Sahabenin önde gelenlerinden olan İbn Mes’ud da şöyle derdi: "Bir kardeşinizi günah işlerken gördüğünüzde şeytanın sevincine katılarak ona kötü söz söylemeyin. O günahtan kurtulması için Allah'tan yardım isteyin"(Hayati's-Sahabe, 111/18)

Şairin dediği gibi hepimiz, Allah'ın af ve merhametine muhtaç olan günahkârlarız:

Ey rahmeti bol padişah cürmüm ile geldim sana
Ben eyledim hadsiz günah cürmüm ile geldim sana
Hadden tecavüz eyledim, günah deryasını boyladım
Malum sana ben neyledim cürmüm ile geldim sana
Ahmet Kuddusi

03/04/2018

Zenginin İslâmi Bakışı



         Bir toplumun zengin ile fakir kesimi arasındaki ekonomik fark adeta bir uçuruma dönüştüğünde, bu toplumda huzur ve emniyet kalmaz.Bu yüzden zenginleri cimri, Cimrileri de zengin olan bir toplum çok bedbahttır. 

Buna mukabil zenginleri Cömert, cömertleri de zengin olan bir toplum ise çok bahtiyardır. Bu sebeple bilhassa varlıklı müminlerin hak, adalet ,kardeşlik, yardımlaşma, İnfak, yoksulu gözetme gibi İslam ahlakına sahip olmaları elzemdir. 

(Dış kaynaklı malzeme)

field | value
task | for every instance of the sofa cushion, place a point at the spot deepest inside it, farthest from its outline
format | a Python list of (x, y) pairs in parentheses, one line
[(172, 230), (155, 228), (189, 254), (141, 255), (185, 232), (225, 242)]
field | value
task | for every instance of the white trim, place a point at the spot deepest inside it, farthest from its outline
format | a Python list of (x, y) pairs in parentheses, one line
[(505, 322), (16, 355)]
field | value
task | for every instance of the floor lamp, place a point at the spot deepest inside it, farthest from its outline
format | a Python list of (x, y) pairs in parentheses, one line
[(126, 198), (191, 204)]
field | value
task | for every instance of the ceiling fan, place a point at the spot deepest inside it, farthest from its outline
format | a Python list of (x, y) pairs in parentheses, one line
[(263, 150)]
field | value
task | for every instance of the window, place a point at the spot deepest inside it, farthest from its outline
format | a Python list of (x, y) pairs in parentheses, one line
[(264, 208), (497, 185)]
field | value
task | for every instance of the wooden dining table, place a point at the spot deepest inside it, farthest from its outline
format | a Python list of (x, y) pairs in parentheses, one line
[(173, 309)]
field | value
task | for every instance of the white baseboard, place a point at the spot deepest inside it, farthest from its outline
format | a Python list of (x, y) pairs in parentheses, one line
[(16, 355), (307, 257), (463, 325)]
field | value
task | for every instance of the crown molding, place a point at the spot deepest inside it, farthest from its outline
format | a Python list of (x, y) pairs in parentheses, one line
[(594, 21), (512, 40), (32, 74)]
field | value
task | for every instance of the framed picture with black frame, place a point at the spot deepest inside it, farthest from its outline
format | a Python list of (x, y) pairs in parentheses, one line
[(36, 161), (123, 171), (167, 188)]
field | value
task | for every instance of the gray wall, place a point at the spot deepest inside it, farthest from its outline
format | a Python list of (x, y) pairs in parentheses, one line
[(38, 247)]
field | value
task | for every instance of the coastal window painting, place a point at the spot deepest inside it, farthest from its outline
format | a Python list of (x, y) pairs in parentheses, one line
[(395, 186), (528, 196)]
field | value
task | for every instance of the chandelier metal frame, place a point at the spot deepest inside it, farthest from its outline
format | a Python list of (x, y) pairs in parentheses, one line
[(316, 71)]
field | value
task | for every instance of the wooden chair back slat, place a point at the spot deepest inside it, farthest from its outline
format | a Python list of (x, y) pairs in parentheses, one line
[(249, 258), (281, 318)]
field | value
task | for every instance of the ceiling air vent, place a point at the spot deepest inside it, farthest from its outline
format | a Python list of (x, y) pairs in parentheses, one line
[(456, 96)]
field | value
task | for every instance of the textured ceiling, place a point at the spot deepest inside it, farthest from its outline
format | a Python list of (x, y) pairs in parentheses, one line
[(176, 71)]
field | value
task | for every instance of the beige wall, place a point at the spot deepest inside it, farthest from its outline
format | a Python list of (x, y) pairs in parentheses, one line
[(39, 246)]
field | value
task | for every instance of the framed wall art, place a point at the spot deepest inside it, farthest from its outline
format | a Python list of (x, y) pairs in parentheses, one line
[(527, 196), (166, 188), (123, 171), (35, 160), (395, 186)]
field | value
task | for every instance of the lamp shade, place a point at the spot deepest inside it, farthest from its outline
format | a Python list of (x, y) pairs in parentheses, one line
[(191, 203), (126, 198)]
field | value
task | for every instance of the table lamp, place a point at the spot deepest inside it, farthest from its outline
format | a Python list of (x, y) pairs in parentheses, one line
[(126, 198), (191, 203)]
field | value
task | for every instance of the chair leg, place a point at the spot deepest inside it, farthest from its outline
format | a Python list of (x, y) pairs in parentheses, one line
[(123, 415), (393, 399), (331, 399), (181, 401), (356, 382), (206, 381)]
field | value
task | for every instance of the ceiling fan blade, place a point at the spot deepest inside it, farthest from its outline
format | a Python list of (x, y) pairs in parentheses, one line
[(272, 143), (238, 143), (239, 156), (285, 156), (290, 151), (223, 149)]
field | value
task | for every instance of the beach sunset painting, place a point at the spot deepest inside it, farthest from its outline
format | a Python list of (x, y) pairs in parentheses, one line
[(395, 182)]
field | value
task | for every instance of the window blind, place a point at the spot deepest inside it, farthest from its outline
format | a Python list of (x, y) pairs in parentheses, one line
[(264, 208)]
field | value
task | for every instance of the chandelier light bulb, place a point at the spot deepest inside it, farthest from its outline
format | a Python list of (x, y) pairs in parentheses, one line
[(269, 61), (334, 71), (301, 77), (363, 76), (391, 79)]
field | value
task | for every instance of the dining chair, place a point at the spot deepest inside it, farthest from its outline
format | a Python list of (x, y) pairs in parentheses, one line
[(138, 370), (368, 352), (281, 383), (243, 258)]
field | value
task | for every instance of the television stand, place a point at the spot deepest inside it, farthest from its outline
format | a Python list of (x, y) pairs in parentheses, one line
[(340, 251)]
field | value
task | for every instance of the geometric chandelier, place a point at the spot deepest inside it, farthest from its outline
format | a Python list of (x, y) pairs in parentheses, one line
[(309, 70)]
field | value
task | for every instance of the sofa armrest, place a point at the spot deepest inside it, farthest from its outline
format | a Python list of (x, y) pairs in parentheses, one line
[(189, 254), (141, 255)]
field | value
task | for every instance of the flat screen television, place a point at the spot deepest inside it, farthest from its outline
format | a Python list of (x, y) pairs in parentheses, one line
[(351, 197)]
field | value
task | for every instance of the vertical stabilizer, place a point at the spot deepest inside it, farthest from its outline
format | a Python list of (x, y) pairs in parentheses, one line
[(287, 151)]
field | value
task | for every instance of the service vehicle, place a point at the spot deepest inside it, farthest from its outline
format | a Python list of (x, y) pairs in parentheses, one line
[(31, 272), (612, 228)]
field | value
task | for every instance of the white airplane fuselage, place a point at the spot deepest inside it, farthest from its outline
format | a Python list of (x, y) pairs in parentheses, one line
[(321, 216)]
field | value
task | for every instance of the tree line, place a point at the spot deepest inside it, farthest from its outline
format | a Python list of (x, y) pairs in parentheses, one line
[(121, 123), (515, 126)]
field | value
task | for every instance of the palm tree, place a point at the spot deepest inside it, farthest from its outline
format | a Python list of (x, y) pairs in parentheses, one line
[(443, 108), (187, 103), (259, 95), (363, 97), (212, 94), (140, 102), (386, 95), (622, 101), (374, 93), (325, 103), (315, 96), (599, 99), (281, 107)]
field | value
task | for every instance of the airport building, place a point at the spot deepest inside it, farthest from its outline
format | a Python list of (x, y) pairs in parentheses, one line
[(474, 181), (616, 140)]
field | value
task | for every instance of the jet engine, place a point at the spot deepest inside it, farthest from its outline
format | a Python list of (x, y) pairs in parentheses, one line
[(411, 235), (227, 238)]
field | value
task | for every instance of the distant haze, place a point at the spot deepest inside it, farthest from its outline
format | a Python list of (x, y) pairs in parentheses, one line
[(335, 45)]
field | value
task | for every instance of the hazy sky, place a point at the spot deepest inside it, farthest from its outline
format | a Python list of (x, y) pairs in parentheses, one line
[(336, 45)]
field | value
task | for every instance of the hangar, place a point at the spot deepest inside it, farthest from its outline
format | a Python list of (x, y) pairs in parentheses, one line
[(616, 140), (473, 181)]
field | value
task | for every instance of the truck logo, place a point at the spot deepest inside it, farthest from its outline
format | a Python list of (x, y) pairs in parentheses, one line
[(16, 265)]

Fakat, aynı şekilde yoksul müminlerin de sabır kanaat helal rızık peşinde koşmak, başkasının malına göz dikmemek, kin gütmemek gibi ilahi emirlere riayet etmeleri şarttır. Ancak böyle bir toplumda kavga ve düşmanlıkların yerini muhabbet ve kardeşlik alır.

Hazreti Ali buyurur:
Dört şey devam ettiği müddetçe din ve dünya huzur ve selametle ayakta duracaktır.
1.Zenginler kendilerine verilen mal ile cimrilik etmedikçe
2.Alimler öğrendikleri ve bildikleri şeyle amel ettikçe
3.Cahiller bilmedikleri şeyle kibirlenmedikce
4.Fakirlerde dünyaları için ahiretlerini satmadıkları müddetçe

O El Benim Olsa



       Hazreti peygamber ashabından cerir bin Abdillah anlatıyor: Biz bir gün sabahleyin Resulullah'ın huzurunda bulunuyorduk. Mudar kabilesinden çuval gibi aba kumaşını delip başlarından geçirmiş, yarı çıplak bir topluluk Rasullaha geldi.Onların üzerinden akan fakirlikten dolayı, Rasullahın yüzü değişiverdi. 
Ezan okunup namaz kılındıktan sonra efendimiz mescidde bulunanlara hitap etti ve sözlerine Nisa Suresi 5. Ayeti ile Haşr suresi 18. Ayeti okuyarak başladı. 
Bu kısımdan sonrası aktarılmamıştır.